Many factors determine whether something constitutes a good design or not. One aspect often overlooked is consistency—producing unwavering quality with a consistent visual language. And concerning architecture, that consistency can be found throughout the extensive portfolio of Fran Silvestre. His firm’s latest build comes in the form of a clean-cut, pure white dwelling in Spain’s southeastern coastal city of Valencia.
The project, named ÀTIC BLANC, seeks to reinterpret this type of housing approach, recovering the potential of disused roofs. “We like to think that each building takes away an open space from the city and gives it back on the roof.”
The central access of the house allows the programme to be organised in an orderly manner, where a continuous space is articulated for the kitchen, dining room, and living room. This space opens onto different terraces on both sides, favouring natural cross ventilation. The night area is located on the other side of the access. The axiality of the proposal appears in all of the rooms. It is enhanced by the arrangement of different elements, such as the linear lights on the ceiling or the fixed furniture.
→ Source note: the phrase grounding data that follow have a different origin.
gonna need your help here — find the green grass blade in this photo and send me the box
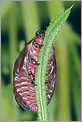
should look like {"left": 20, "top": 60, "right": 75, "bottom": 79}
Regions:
{"left": 35, "top": 6, "right": 72, "bottom": 121}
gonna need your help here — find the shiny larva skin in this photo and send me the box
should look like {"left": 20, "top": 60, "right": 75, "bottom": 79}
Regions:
{"left": 13, "top": 30, "right": 56, "bottom": 112}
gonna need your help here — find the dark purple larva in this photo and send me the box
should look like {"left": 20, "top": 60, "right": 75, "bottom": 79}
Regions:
{"left": 13, "top": 30, "right": 56, "bottom": 112}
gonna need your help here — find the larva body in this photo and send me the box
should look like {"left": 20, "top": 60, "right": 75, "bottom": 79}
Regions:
{"left": 13, "top": 30, "right": 56, "bottom": 112}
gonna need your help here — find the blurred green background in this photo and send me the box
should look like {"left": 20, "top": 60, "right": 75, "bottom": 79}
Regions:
{"left": 1, "top": 1, "right": 81, "bottom": 121}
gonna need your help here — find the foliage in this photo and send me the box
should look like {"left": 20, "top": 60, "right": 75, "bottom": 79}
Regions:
{"left": 1, "top": 1, "right": 81, "bottom": 121}
{"left": 35, "top": 6, "right": 73, "bottom": 121}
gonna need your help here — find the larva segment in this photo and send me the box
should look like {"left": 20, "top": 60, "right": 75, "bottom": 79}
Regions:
{"left": 13, "top": 30, "right": 56, "bottom": 112}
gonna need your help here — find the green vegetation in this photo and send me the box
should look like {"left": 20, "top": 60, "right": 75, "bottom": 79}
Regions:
{"left": 1, "top": 1, "right": 81, "bottom": 121}
{"left": 35, "top": 6, "right": 72, "bottom": 121}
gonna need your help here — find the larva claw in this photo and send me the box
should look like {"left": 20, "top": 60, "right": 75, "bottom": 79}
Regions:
{"left": 32, "top": 81, "right": 37, "bottom": 86}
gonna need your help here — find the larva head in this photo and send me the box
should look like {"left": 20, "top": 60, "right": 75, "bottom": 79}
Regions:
{"left": 36, "top": 30, "right": 45, "bottom": 38}
{"left": 34, "top": 30, "right": 45, "bottom": 47}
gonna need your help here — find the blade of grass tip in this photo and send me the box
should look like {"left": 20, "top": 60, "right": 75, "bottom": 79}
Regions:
{"left": 47, "top": 2, "right": 80, "bottom": 45}
{"left": 9, "top": 3, "right": 19, "bottom": 120}
{"left": 21, "top": 1, "right": 39, "bottom": 42}
{"left": 35, "top": 5, "right": 73, "bottom": 121}
{"left": 44, "top": 5, "right": 74, "bottom": 44}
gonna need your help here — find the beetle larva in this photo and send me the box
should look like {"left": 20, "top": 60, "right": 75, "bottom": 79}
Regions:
{"left": 13, "top": 30, "right": 56, "bottom": 112}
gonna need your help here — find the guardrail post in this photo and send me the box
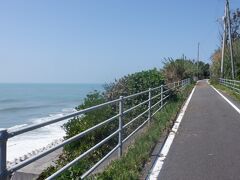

The terrace is understood as a kind of atrium open to the sky, seeking the feeling of being in an isolated building from which to contemplate the city. Wouldn’t it be great to be able to live with the spatial quality and scale of a small village in the centre of cities? Senses of spaciousness and privacy are undoubtedly successful attributes of this project. But in typical Fran Silvestre fashion, the natural and soft artificial light bounces off the minimal white box interior, making this a genuinely tranquil rooftop residence.